Joined: Tue May 13, 2014 8:04 pm

Post Fri Jun 15, 2018 11:33 pm

Re: Phenograph - choice of settings input in to cytofkit?

Hi James,

Thanks for sharing a plot of your data -- it definitely helps for everyone to see what you're seeing. You've asked some great questions that address issues that I believe many others have run into. I'll try to tackle each of the points/questions you raised, in order:

Phenograph ... generated 29 clusters (default I think)

It looks like you used the default settings for PhenoGraph (k=30), and got 29 clusters. These clusters seem reasonable based on your data -- they are not segmenting the tSNE map into absurd or uninformative regions. However, these clusters might be missing some smaller populations by lumping them into larger clusters. This seems to be happening with Cluster 2, which has several well-resolved islands in tSNE space, but were aggregated into a single cluster. You can try lower values for the Rphenograph_k parameter and it will produce more clusters. I would try k=25, 20, 15, and 10. I wouldn't go lower than 10.
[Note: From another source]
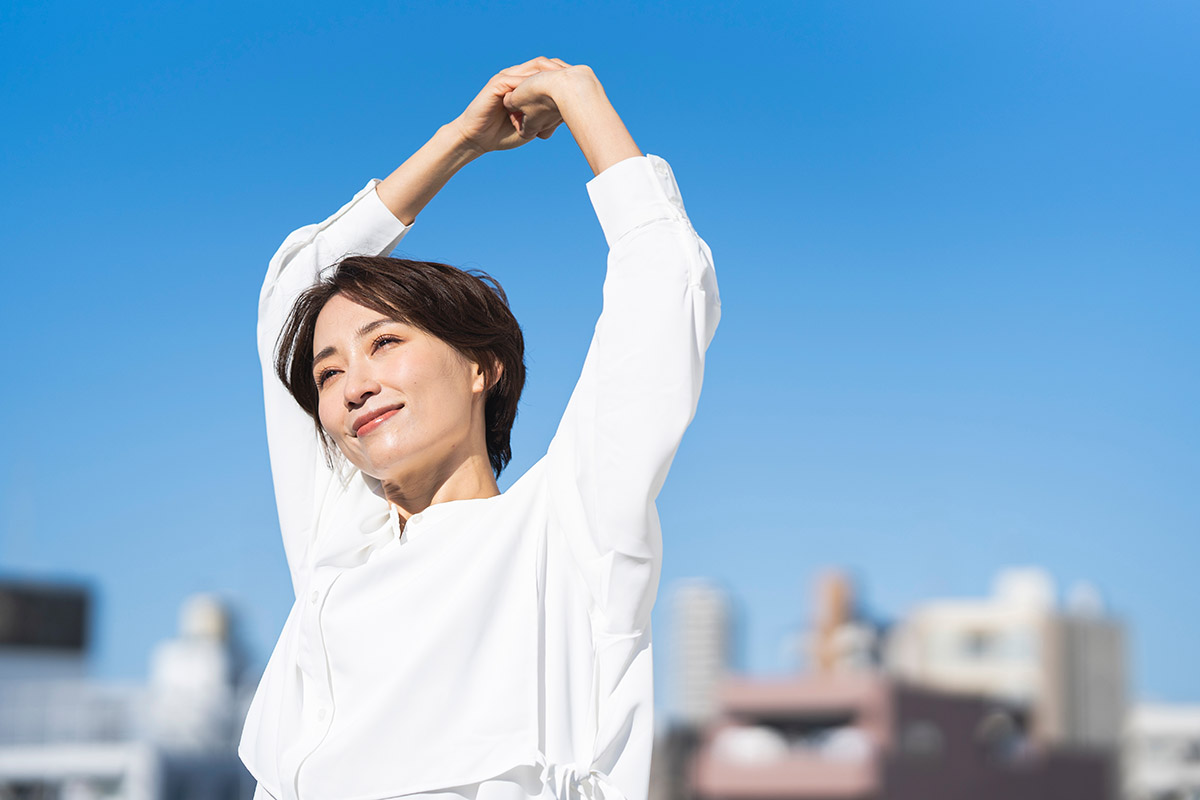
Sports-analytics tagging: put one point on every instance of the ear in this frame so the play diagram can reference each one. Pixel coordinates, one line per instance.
(481, 384)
the attached file is the combined tSNE for all 20 files - when separated they actually look quite similar.

That's a good sign and indicates your staining, data collection and normalization were consistent. You don't want to see batch effects where each patient falls in a different part of the plot.

my tSNE plots look ‘busy’

The plot you shared doesn't look busy at all to me, but maybe I'm just numb to these plots by now ;) Increasing the tSNE iterations to 5000 may tighten up some of the more spread-out islands, but I think you're getting good separation here. I'd be very happy with a plot like this!
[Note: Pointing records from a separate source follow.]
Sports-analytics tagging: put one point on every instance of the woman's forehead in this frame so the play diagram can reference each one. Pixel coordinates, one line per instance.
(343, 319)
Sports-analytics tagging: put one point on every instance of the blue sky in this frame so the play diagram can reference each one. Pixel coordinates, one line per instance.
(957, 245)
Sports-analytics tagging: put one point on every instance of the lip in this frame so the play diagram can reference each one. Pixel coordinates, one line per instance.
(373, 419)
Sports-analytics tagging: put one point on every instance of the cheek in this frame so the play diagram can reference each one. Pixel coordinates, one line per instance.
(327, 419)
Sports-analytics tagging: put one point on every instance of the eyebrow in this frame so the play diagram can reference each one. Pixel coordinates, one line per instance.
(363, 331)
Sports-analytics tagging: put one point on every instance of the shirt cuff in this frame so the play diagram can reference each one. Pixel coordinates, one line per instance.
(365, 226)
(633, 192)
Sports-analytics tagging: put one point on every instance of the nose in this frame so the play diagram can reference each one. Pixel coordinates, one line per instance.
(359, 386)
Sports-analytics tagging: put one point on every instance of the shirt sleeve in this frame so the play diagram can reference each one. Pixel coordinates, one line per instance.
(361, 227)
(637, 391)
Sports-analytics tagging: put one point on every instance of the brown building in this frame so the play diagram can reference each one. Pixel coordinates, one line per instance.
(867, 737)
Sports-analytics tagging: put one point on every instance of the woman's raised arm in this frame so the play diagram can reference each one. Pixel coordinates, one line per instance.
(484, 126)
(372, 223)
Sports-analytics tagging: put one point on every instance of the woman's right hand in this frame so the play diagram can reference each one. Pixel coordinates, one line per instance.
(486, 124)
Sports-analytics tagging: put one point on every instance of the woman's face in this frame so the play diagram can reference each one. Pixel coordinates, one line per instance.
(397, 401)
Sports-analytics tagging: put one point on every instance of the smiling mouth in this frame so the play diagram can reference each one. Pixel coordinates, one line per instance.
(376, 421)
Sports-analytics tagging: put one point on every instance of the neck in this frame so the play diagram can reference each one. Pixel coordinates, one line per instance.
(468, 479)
I wonder if having more samples might make it very difficult to do this analysis in future

Now this is the real challenge. If you double the number of cells per sample, or if you try this pipeline on twice as many files, it's going to take much longer to run the analysis. The plot will probably also be more "busy". In that case, you'll have to do more iterations to make the plot "tighter", which further exacerbates the computation time. It's a vicious cycle ;)

This is the reality of using tSNE for big datasets -- it struggles with a large number of points. Newer algorithms like UMAP show promise for visualizing larger numbers of cells, but these aren't built into Cytofkit yet.

You can skip tSNE altogether and just run clustering (i.e. PhenoGraph or FlowSOM_meta) on the data. Unfortunately there appears to be a bug in Cytofkit_GUI where it will run tSNE even if you deselect it. I run the functions individually with an R script. Then you can monitor changes in cluster occupancy between your samples.

Since you're looking for populations (clusters) that differ between outcomes, you should probably try out some tools that are built for this purpose: Cydar, Statistical SCAFFOLD, or CITRUS are good options. tSNE is great for interactive data exploration, but it's not well suited A vs. B comparisons in large datasets.

Is 10000 cells okay? (I picked this as my smallest file had just over 10000 cells - CD45+ defined events).

I think this is a useful number to get a sense of the landscape, the markers that are working well (and those that aren't), and if you need to do any clean-up gates. However, it sounds like you're interested in a cell type that's present at 1/1000 frequency, so 10,000 cells per sample will be underpowered to monitor changes in that population.

Should I define a different number of clusters beforehand?

You can't set the number of clusters with PhenoGraph. You can do this with FlowSOM_meta, however. I'm not sure what you mean by "beforehand" in this context, but one general tip is to clean up the data as much as you can before running clustering/tSNE.

Should I try a different seed?

I don't do this, personally. It doesn't have a big effect if the data is robust, and you're looking for changes/trends that are robust.

Is it worth downsampling before (as discussed on the forum)?

If your goal is to look at iNKT cells, then you may want to make them a greater proportion of the data. Do you really need T cells, B cells and monocytes in the same analysis? Can you analyze the iNKT cells separately?

In your experience will it identify low frequency cells (surely with only 10000 cells, iNKT cells [0.1% of PBMCs] are going to be difficult to find?

Let's say you run clustering on a dataset of n=20 samples * 10,000 cells each = 200,000 cells total. If they each have exactly 0.1% iNKT cells, then you've given only 200 iNKT cells to the clustering/tSNE algorithms. Is that enough to define a cluster? Sometimes it is. If the cells have a very unique phenotype (i.e. endothelia), then a rare but consistent group of cells can form its own cluster. However, if they are pretty similar to other cell types in your dataset (in terms the markers that you measured and revealed to the clustering algorithm), then I wouldn't be surprised if they got merged into a similar cluster. In some cases, PhenoGraph will merge clusters, but tSNE keeps them separate. This is what's happening for Cluster 2 in the example dataset you provided. The safer route would be to enrich the iNKT cells by removing the more abundant cell type (T / B / mono). You can always measure those in a different clustering run.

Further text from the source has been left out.